En el Nombre de Allâh, Misericordioso, Compasivo. Alabado sea Allâh por habernos traído al Camino Recto, honrado con el Islam y guiarnos a la fe. Sus bendiciones sean con el sello de los Mensajeros y Profetas, quien transmitió el Mensaje y cumplió con lo que Allâh le encomendó, hasta que lo alcanzó la muerte por Su orden. Que las bendiciones y la paz de Allâh sean con él, su virtuosa familia y sus distinguidos compañeros.

Hermanos y hermanas, la Jutbah de hoy no podía tratar acerca de otro tema que acerca de nuestro querido Profeta Muhammad (sallallâhu ‘alaihi wa sallam), una misericordia para todos los mundos.

Siempre, los musulmanes en todo el mundo suelen hablar sobre el Profeta Muhammad (sallallâhu ‘alaihi wa sallam), especialmente en este mes de Rabî‘ul-Auwal, cuando recordamos la historia de su nacimiento, vida y muerte, porque dice Allâh en el Sagrado Qurân: “Y no te hemos enviado sino como misericordia para todos los mundos” [Sûrah Al-Anbiâ (21), âyah 107].
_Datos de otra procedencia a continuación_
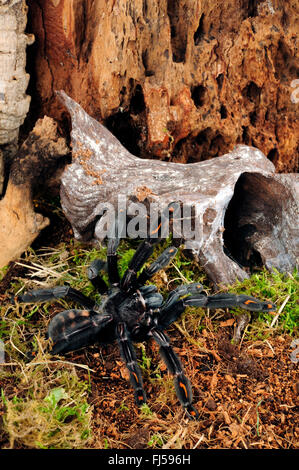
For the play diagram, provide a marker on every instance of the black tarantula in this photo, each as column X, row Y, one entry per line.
column 132, row 312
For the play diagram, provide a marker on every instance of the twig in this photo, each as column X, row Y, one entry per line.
column 279, row 311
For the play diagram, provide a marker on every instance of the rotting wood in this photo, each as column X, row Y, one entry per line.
column 19, row 223
column 14, row 103
column 238, row 192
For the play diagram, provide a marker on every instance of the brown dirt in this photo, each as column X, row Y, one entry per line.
column 247, row 395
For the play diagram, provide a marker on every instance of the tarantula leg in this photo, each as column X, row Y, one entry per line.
column 141, row 255
column 129, row 357
column 173, row 307
column 184, row 289
column 231, row 300
column 113, row 242
column 60, row 292
column 162, row 261
column 74, row 329
column 242, row 322
column 95, row 278
column 182, row 384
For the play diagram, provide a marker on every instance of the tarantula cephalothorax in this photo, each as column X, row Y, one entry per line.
column 132, row 312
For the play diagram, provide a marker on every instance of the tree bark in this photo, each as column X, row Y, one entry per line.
column 19, row 223
column 179, row 80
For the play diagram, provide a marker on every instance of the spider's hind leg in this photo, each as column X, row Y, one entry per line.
column 113, row 242
column 162, row 261
column 74, row 329
column 129, row 357
column 60, row 292
column 182, row 384
column 95, row 278
column 174, row 306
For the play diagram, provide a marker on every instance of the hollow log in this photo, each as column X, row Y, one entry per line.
column 245, row 213
column 37, row 157
column 14, row 103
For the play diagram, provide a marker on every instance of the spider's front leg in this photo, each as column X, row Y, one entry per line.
column 95, row 278
column 182, row 384
column 129, row 357
column 174, row 306
column 74, row 329
column 60, row 292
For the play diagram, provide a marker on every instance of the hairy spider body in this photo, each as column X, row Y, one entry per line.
column 132, row 312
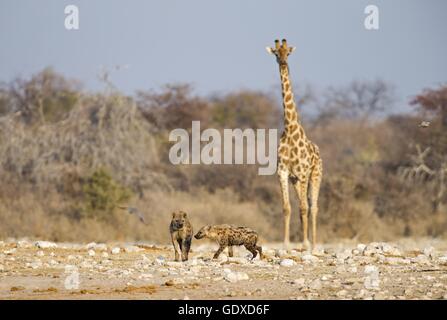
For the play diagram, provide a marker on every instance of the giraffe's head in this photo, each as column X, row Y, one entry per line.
column 281, row 51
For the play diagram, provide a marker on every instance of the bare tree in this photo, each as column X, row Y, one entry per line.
column 358, row 100
column 420, row 172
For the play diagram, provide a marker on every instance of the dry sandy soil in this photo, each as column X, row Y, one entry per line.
column 406, row 269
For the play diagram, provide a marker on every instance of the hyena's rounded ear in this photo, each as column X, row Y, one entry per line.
column 270, row 50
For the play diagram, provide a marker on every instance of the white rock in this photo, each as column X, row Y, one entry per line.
column 371, row 249
column 422, row 259
column 10, row 251
column 308, row 258
column 429, row 252
column 342, row 293
column 442, row 260
column 315, row 284
column 36, row 264
column 352, row 269
column 23, row 244
column 318, row 251
column 90, row 245
column 280, row 253
column 235, row 276
column 160, row 260
column 361, row 247
column 299, row 282
column 174, row 264
column 344, row 255
column 45, row 244
column 287, row 263
column 131, row 249
column 371, row 281
column 390, row 250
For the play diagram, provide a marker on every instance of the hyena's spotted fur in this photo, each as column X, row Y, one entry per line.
column 181, row 234
column 228, row 235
Ÿâbir (radiallâhu ‘anhu) narró que el Mensajero de Allâh (sallallâhu ‘alaihi wa sallam) dijo: “Mi ejemplo y el vuestro es como el de un hombre que prende un fuego en el que caen las langostas y las mariposas, mientras él trata de apartarlas. Y yo os agarro por la cintura para salvaros del Fuego, sin embargo, vosotros os escapáis de mis manos (y caéis en él al desoír mis mandatos)”.
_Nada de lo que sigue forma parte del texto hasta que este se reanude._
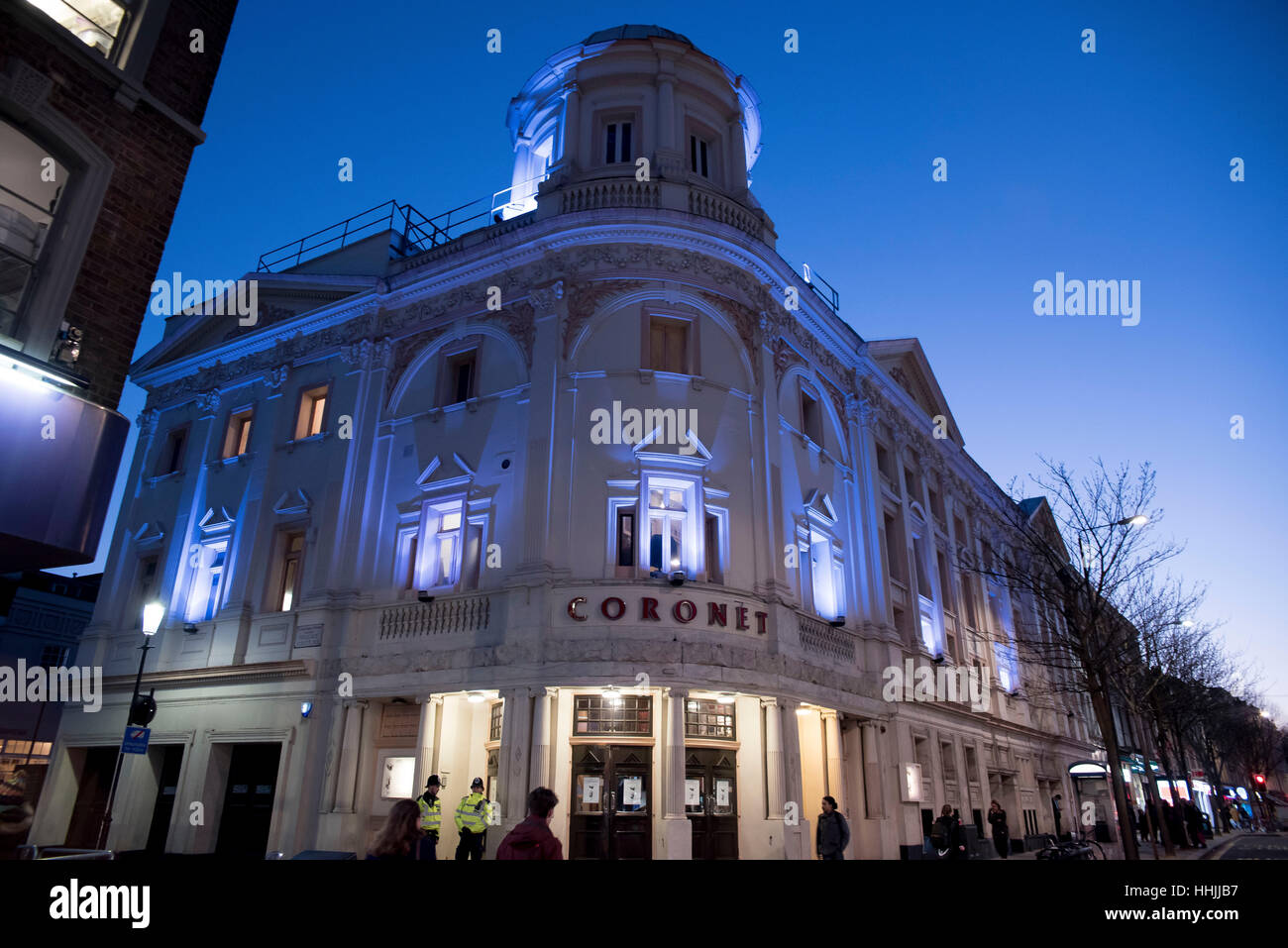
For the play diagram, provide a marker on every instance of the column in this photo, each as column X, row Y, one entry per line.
column 511, row 775
column 346, row 790
column 425, row 729
column 798, row 839
column 835, row 759
column 539, row 768
column 776, row 773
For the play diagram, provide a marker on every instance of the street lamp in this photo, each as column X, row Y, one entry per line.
column 141, row 710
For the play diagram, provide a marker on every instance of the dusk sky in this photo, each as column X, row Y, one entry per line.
column 1113, row 165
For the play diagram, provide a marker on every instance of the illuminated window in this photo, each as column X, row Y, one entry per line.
column 292, row 549
column 312, row 412
column 673, row 524
column 708, row 719
column 619, row 714
column 97, row 24
column 206, row 579
column 237, row 438
column 31, row 184
column 669, row 346
column 617, row 143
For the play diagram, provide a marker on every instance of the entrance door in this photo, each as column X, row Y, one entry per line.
column 715, row 814
column 249, row 800
column 612, row 809
column 90, row 806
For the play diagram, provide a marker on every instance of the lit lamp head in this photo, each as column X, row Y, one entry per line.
column 153, row 616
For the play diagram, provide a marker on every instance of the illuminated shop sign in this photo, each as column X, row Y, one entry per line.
column 683, row 612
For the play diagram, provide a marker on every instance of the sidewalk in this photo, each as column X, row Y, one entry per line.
column 1146, row 852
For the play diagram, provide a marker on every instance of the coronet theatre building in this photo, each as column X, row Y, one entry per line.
column 391, row 543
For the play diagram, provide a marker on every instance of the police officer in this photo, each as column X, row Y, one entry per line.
column 430, row 817
column 472, row 822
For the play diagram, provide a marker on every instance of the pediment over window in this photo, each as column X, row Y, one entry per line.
column 441, row 475
column 292, row 502
column 905, row 363
column 149, row 535
column 819, row 504
column 217, row 523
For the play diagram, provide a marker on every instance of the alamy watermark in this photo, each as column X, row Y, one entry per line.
column 81, row 685
column 630, row 427
column 931, row 683
column 1087, row 298
column 213, row 298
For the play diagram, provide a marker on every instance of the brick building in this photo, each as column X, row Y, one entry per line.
column 101, row 108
Cuando Rasûlullâh (sallallâhu ‘alaihi wa sallam) vino, la Ummah estaba totalmente perdida y destruida. No tenían moral, adoraban ídolos, enterraban vivas a sus hijas, asesinaban, engañaban, etc. Pero Muhammad (sallallâhu ‘alaihi wa sallam) se esforzó con ellos poniéndose como ejemplo de misericordia. Dice Allâh en el Qurân: “En verdad que os ha llegado un Mensajero salido de vosotros mismos; es penoso para él que sufráis algún mal, está empeñado en vosotros y con los creyentes es benévolo y compasivo” [Sûrah At-Taubah (9), âyah 128]. También Allâh unió a la Ummah; al respecto dice también Allâh: “Y unió sus corazones. Aunque hubieras gastado todo cuanto hay en la tierra no habrías conseguido unir sus corazones, sin embargo, Allâh los unió. Verdaderamente Él es Irresistible, Sabio” [Sûrah Al-Anfâl (8), âyah 63].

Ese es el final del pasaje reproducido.